HOUSE BILL REPORT

ESHB 2341

This analysis was prepared by non-partisan legislative staff for the use of legislative members in their deliberations. This analysis is not a part of the legislation nor does it constitute a statement of legislative intent.

As Passed House:

February 13, 2012

Title: An act relating to community benefits provided by hospitals.

Brief Description: Concerning community benefits provided by hospitals.

Sponsors: House Committee on Health Care & Wellness (originally sponsored by Representatives Jinkins, Cody, Ladenburg, Van De Wege, Green, Reykdal, Moeller, Tharinger, McCoy, Darneille and Hunt).

Brief History:

Committee Activity:

Health Care & Wellness: 1/16/12, 1/26/12 [DPS];

Health & Human Services Appropriations & Oversight: 2/2/12, 2/3/12 [DPS(HCW)].

Floor Activity:

Passed House: 2/13/12, 63-35.

Brief Summary of Engrossed Substitute Bill

  • Requires nonprofit hospitals to make community health needs assessments and community benefits implementation strategies widely available to the public.

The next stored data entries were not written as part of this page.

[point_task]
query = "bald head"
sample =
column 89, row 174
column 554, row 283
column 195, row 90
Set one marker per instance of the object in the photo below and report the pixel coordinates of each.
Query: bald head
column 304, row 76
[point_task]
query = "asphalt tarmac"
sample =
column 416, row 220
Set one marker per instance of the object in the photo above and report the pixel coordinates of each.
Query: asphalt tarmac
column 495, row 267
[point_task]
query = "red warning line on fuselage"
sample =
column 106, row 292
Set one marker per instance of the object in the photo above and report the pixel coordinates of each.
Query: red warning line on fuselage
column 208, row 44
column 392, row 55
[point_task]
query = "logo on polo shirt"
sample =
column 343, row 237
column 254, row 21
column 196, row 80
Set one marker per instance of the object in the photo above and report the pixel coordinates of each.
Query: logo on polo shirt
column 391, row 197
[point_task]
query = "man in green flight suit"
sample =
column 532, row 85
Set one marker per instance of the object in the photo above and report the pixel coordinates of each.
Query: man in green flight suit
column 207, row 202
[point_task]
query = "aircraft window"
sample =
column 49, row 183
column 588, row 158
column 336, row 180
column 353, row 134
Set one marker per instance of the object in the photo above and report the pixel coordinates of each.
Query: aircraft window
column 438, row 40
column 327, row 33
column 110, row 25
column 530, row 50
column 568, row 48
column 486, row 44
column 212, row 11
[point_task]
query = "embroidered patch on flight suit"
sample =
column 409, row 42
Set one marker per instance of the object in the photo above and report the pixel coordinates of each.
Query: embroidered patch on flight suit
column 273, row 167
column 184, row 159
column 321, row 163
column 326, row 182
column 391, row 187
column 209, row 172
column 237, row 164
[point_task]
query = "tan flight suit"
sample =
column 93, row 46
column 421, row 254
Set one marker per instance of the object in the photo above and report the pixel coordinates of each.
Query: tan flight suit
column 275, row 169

HOUSE COMMITTEE ON HEALTH CARE & WELLNESS

Majority Report: The substitute bill be substituted therefor and the substitute bill do pass. Signed by 6 members: Representatives Cody, Chair; Jinkins, Vice Chair; Clibborn, Green, Moeller and Van De Wege.

Minority Report: Do not pass. Signed by 4 members: Representatives Schmick, Ranking Minority Member; Hinkle, Assistant Ranking Minority Member; Harris and Kelley.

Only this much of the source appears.